Looks like the model is learning fairly well. Let’s build about a hundred songs and see if there are 25 chord progression patterns generated.

def generate_chord(model, start):
    # Evaluation step (generating text using the learned model)

    # Number of characters to generate
    num_generate = 100

    # Converting our start string to numbers (vectorizing)
    input_eval = [start]
    input_eval = tf.expand_dims(input_eval, 0)

    # Empty string to store our results
    chords = [start]

    # Low temperatures results in more predictable text.
    # Higher temperatures results in more surprising text.
    # Experiment to find the best setting.
    temperature = .1

    # Here batch size == 1
    for i in range(num_generate):
        predictions = model(input_eval)
        # remove the batch dimension
        predictions = tf.squeeze(predictions, 0)

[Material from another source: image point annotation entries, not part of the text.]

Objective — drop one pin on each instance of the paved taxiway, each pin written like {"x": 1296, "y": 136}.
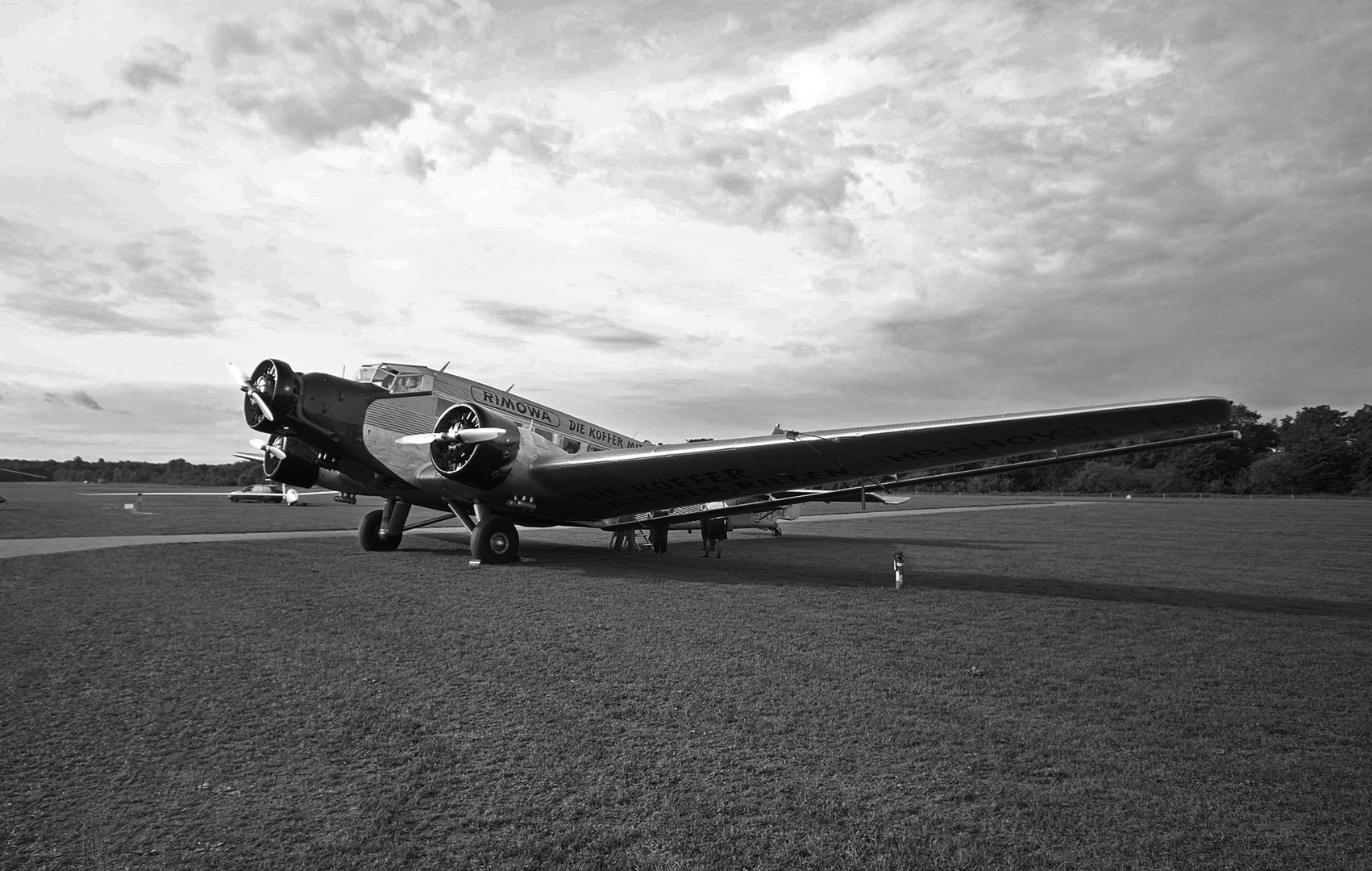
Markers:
{"x": 37, "y": 546}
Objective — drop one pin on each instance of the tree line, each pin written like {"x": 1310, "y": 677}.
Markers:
{"x": 177, "y": 472}
{"x": 1317, "y": 450}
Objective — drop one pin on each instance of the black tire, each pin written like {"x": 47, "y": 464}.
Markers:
{"x": 369, "y": 534}
{"x": 496, "y": 540}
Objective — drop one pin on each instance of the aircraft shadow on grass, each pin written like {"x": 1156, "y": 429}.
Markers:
{"x": 744, "y": 567}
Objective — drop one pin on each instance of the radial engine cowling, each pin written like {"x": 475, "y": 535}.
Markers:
{"x": 279, "y": 385}
{"x": 483, "y": 464}
{"x": 299, "y": 467}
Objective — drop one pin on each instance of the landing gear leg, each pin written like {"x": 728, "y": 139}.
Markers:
{"x": 496, "y": 540}
{"x": 383, "y": 530}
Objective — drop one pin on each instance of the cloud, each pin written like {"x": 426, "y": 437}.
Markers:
{"x": 414, "y": 164}
{"x": 480, "y": 135}
{"x": 152, "y": 285}
{"x": 82, "y": 111}
{"x": 231, "y": 39}
{"x": 160, "y": 64}
{"x": 77, "y": 397}
{"x": 594, "y": 330}
{"x": 326, "y": 110}
{"x": 313, "y": 80}
{"x": 85, "y": 399}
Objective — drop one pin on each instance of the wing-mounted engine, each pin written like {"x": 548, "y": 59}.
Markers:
{"x": 474, "y": 446}
{"x": 272, "y": 393}
{"x": 289, "y": 461}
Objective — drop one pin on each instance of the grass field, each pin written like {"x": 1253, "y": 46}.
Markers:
{"x": 1117, "y": 685}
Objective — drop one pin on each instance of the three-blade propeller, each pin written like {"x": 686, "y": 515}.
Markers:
{"x": 238, "y": 375}
{"x": 467, "y": 436}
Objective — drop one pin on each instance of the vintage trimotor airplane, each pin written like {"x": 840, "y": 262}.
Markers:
{"x": 496, "y": 461}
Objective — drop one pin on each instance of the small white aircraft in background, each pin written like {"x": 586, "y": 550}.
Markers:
{"x": 496, "y": 461}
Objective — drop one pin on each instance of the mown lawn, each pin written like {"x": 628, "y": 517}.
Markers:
{"x": 1143, "y": 685}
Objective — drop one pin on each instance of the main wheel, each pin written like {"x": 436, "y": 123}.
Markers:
{"x": 496, "y": 540}
{"x": 369, "y": 534}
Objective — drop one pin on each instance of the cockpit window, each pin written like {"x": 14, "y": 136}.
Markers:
{"x": 396, "y": 380}
{"x": 410, "y": 383}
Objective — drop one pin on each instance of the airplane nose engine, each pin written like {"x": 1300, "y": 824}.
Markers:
{"x": 277, "y": 385}
{"x": 482, "y": 464}
{"x": 299, "y": 465}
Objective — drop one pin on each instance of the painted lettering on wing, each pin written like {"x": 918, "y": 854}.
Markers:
{"x": 1024, "y": 444}
{"x": 515, "y": 403}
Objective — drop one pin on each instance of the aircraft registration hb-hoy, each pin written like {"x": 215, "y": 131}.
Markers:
{"x": 496, "y": 461}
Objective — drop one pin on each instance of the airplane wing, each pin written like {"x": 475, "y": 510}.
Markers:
{"x": 879, "y": 491}
{"x": 613, "y": 483}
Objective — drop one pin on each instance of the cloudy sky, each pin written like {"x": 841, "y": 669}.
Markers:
{"x": 680, "y": 219}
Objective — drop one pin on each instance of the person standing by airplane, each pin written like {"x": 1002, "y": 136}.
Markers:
{"x": 717, "y": 530}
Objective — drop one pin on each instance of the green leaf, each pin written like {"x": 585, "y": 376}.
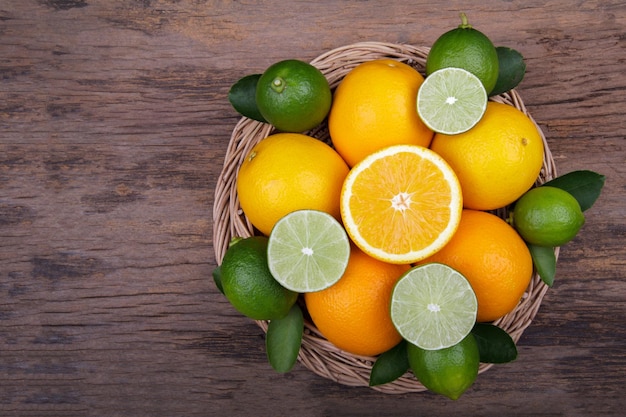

        # using a categorical distribution to predict the character returned by the model
        predictions = predictions / temperature
        predicted_id = tf.random.categorical(predictions, num_samples=1)[-1,0].numpy()

        # We pass the predicted character as the next input to the model
        # along with the previous hidden state

        input_eval = tf.expand_dims([predicted_id], 0)

        chords.append(predicted_id)

    return decode(chords)

starter = 'C^7'
print(tokenizer.word_index[starter])
generated = [generate_chord(model, start=tokenizer.word_index[starter]) for i in range(100)]
25
generated_encoded = [encode_chords(c) for c in generated]
generated_25s = [count25s(c) for c in generated_encoded]

print('Average number of 25 chord progressions', sum(generated_25s) / len(generated_25s))
Average number of 25 chord progressions 4.03

Conclusion

In conclusion, we’ve taken the series of songs, and built an LSTM model that can produce new chords. By utilizing jazz music theory know-how, we are able to treat the data in a way that eases the learning process for the model. There are still a lot of improvements to be made in this particular model. The model could understand time by refactoring the LSTM model to be a multivariate model. We could also further improve our understanding of the model by implementing form detection to see if there is a general AABA form structure.